American historian (1906–1981)

Clarence Albert Bacote (February 24, 1906 - 1981) was a historian and activist from the U.S. state of Georgia. He was a professor of political history at Atlanta University and a political organizer. The Robert W. Woodruff Library at the Atlanta University Center have collections of his papers.

==Early life and education==
Bacote was born February 24, 1906, in Kansas City, Missouri. He was the only son and eldest of Samuel William and Lucy (Bledsoe) Bacote's three children. His father was a Baptist minister born in Society Hill, South Carolina, who graduated from Benedict College, Virginia Union, and Kansas City University. His mother was a musician who worked with church choral groups.
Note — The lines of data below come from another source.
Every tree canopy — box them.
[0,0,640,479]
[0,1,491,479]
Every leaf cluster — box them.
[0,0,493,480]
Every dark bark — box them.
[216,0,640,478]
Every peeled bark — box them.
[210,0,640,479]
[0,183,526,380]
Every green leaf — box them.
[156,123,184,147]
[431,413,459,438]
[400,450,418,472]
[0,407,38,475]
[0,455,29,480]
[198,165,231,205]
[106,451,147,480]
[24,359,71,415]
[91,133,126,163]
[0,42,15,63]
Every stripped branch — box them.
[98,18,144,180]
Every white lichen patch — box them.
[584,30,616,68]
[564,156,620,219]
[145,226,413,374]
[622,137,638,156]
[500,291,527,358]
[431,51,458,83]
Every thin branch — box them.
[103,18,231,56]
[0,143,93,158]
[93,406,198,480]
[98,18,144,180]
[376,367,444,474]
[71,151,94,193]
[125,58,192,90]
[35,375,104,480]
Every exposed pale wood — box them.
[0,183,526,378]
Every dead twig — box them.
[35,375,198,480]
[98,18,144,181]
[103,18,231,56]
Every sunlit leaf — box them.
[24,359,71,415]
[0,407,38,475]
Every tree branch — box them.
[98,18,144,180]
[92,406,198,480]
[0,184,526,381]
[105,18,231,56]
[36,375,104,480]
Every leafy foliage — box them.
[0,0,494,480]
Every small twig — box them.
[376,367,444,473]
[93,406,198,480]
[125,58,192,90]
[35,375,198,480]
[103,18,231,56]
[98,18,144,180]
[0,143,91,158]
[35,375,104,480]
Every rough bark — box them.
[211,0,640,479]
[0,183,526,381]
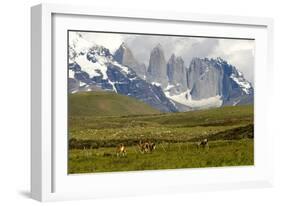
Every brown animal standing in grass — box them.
[138,140,156,153]
[116,144,127,157]
[197,139,209,149]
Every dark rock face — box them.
[69,43,178,112]
[68,33,254,112]
[187,58,253,105]
[147,44,168,88]
[167,54,187,92]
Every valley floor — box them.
[68,105,254,174]
[68,139,254,174]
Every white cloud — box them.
[72,32,254,83]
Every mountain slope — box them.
[69,92,160,117]
[165,58,254,111]
[68,32,178,112]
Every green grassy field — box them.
[68,92,254,174]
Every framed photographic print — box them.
[31,4,273,201]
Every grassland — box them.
[68,92,254,174]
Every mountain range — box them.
[68,33,254,112]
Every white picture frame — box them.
[31,4,274,201]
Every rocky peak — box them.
[147,44,168,88]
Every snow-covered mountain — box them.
[69,33,254,112]
[164,58,254,110]
[68,34,178,112]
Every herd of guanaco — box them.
[116,139,209,157]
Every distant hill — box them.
[68,91,160,117]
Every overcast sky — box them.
[79,32,255,85]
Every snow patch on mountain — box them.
[230,72,252,94]
[165,90,223,109]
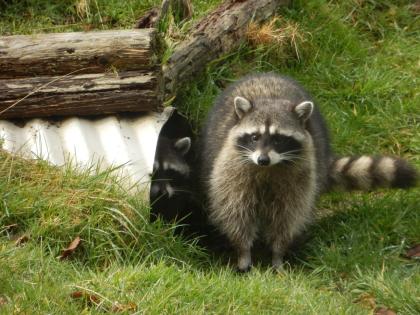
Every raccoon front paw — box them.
[271,255,284,272]
[236,265,252,274]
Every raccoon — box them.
[200,73,417,272]
[150,135,215,238]
[150,137,191,222]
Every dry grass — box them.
[246,17,310,59]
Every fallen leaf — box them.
[15,234,29,246]
[405,244,420,258]
[375,307,397,315]
[134,8,160,28]
[0,296,7,306]
[356,293,376,309]
[111,302,137,313]
[59,236,81,260]
[70,291,101,305]
[3,223,18,230]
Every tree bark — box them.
[0,71,161,118]
[163,0,290,96]
[0,29,157,79]
[0,29,163,118]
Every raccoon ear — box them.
[293,101,314,121]
[233,96,252,119]
[174,137,191,155]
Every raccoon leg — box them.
[224,215,257,272]
[271,237,289,271]
[238,246,252,272]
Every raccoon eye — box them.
[251,133,260,142]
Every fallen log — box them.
[163,0,290,96]
[0,71,161,118]
[0,29,162,118]
[0,29,157,79]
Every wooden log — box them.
[0,71,161,118]
[163,0,290,97]
[0,29,162,118]
[0,29,158,79]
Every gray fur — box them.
[201,73,416,271]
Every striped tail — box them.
[330,155,418,190]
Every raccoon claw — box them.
[236,265,252,274]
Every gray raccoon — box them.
[200,73,417,271]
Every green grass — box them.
[0,0,420,314]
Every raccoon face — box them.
[234,97,313,166]
[150,137,191,200]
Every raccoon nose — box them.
[150,183,162,199]
[257,155,270,166]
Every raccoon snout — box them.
[257,154,270,166]
[150,183,175,199]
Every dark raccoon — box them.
[200,73,417,271]
[150,137,192,222]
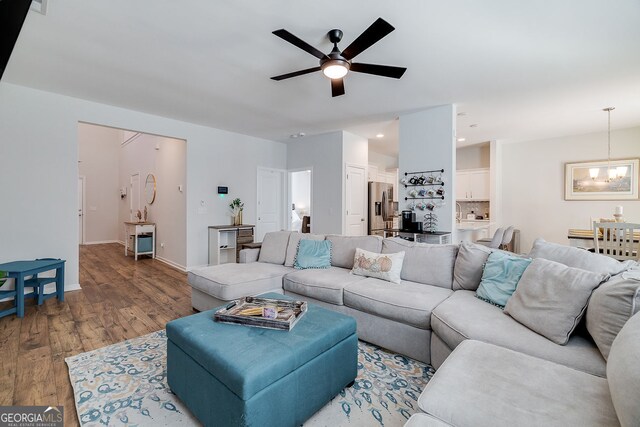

Bacote graduated from the University of Kansas in 1926 with Bachelor of Arts degree in history. He earned a Master of Arts degree in history in 1929. He continued his studies with degree of Doctor of Philosophy in American History from the University of Chicago in 1955. His doctoral dissertation was titled The Negro in Georgia Politics, 1880–1908.

==Career==
After a long career at Atlanta University, he joined the history department at Morehouse College in 1977 and worked there until he died in 1981.

==Writing==
He wrote articles and reviews for the Journal of Negro History, Negro History Bulletin, and Phylon. His book The Story of Atlanta University was published in 1969.

He wrote several books including:

- The Negro in Georgia Politics, 1880-1908 Volumes 1 and 2 (1987)
- Higher Education in Virginia Between 1830 and 1860 (1929)
- The Story of Atlanta University; A Century of Service 1865-1965 (1969)

==Activism==
He led Citizenship Schools sponsored by the Atlanta branch of the N.A.A.C.P. and was involved in voted registration drives.

==Personal life==
He married Lucia Moore of Atlanta, Georgia, on August 3, 1931. They had two children: Lucia Jean and Samuel William II.